O artigo 655 não confere uma prerrogativa ao executado; antes, impõe-lhe um dever processual, na medida em que, descumprindo-o, poderá ocorrer a livre penhora de qualquer bem disponível. E a ordem estabelecida pelo dispositivo em tela tem o inescondível propósito de facilitar a futura excussão dos bens constritos, tanto que a sua inobservância será reputada ineficaz (CPC, artigo 656, I), salvo se convier ao credor (idem, "caput"). E esses preceitos legais têm dois objetivos evidentes, quais sejam o de tornar seguro o juízo (mediante a constrição de bens livres e desembaraçados, com valor suficiente para a satisfação do crédito exeqüendo e despesas processuais) e facilitar, em prol da celeridade do processo (e, em última análise, em benefício do exeqüente), a excussão, em futura hasta pública, do bem penhorado.
2º TACIVIL - Al 497.314 - 7ª Câm. - Rel. Juiz ANTONIO MARCATO - J. 22.07.1997.
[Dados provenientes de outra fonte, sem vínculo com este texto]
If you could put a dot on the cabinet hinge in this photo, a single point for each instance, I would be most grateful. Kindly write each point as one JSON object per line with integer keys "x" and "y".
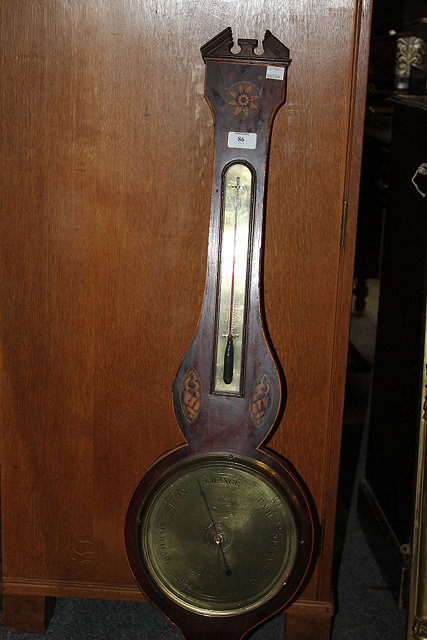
{"x": 344, "y": 214}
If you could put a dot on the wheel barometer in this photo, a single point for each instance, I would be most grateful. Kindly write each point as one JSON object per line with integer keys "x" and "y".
{"x": 220, "y": 533}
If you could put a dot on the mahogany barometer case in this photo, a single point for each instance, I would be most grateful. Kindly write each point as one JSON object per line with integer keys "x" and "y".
{"x": 221, "y": 532}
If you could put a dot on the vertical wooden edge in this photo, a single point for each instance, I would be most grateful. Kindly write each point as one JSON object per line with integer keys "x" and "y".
{"x": 359, "y": 72}
{"x": 308, "y": 622}
{"x": 417, "y": 602}
{"x": 30, "y": 614}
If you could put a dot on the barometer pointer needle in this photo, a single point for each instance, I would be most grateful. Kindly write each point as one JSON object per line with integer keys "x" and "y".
{"x": 218, "y": 540}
21. Preparo - Apelação contra sentença proferida em embargos à adjudicação - Desnecessidade.
A apelação interposta contra sentença proferida em embargos à adjudicação está isenta de preparo (interpretação da Lei Estadual nº 4.952, de 27 de dezembro de 1985).
2º TACIVIL - Al 497.140 - 8ª Câm. - Rel. Juiz NARCISO ORLANDI - J. 31.07.1997.
22. Procuração - Firma reconhecida - Exigência abolida pela Lei nº 8.952 de 13.12.1994, que deu nova redação ao artigo 38 do Código de Processo Civil.
A Lei nº 8.952 de 13.12.1994, que alterou regras do processo de conhecimento e do processo cautelar, dando nova redação ao artigo 38 do Código de Processo Civil, tornou dispensável o reconhecimento de firma nos instrumentos de mandato, conferindo aos advogados a possibilidade de postularem em juízo mediante simples procuração, sem outras formalidades.
2º TACIVIL - Al 495.775 - 1ª Câm. - Rel. Juiz MAGNO ARAÚJO - J. 30.06.1997.
23. Recurso - Apelação - Preparo.
No ato de interposição do recurso, o recorrente deve comprovar o respectivo preparo, sob pena de deserção, isto porque a obrigação estabelecida pelo artigo 511 do Código de Processo Civil independe do cumprimento pelos Cartórios do Provimento Conjunto nº 1/95, atualmente revogado pelo Processo G-195.188/95.
2º TACIVIL - A. Rg. 490.850 - 7ª Câm. - Rel. Juiz WILLIAN CAMPOS - J. 05.08.1997.
24. Sucumbência - Embargos à execução - Imposição ao vencido - Irrelevância da condenação preexistente em sede de conhecimento.
A condenação preexistente em sede de conhecimento não exime o embargante do pagamento de honorários advocatícios e custas processuais na hipótese de improcedência dos embargos.
2º TACIVIL - Ap. s/ Rev. 476.483 - 11ª Câm. - Rel. Juiz MENDES GOMES - J. 24.03.1997.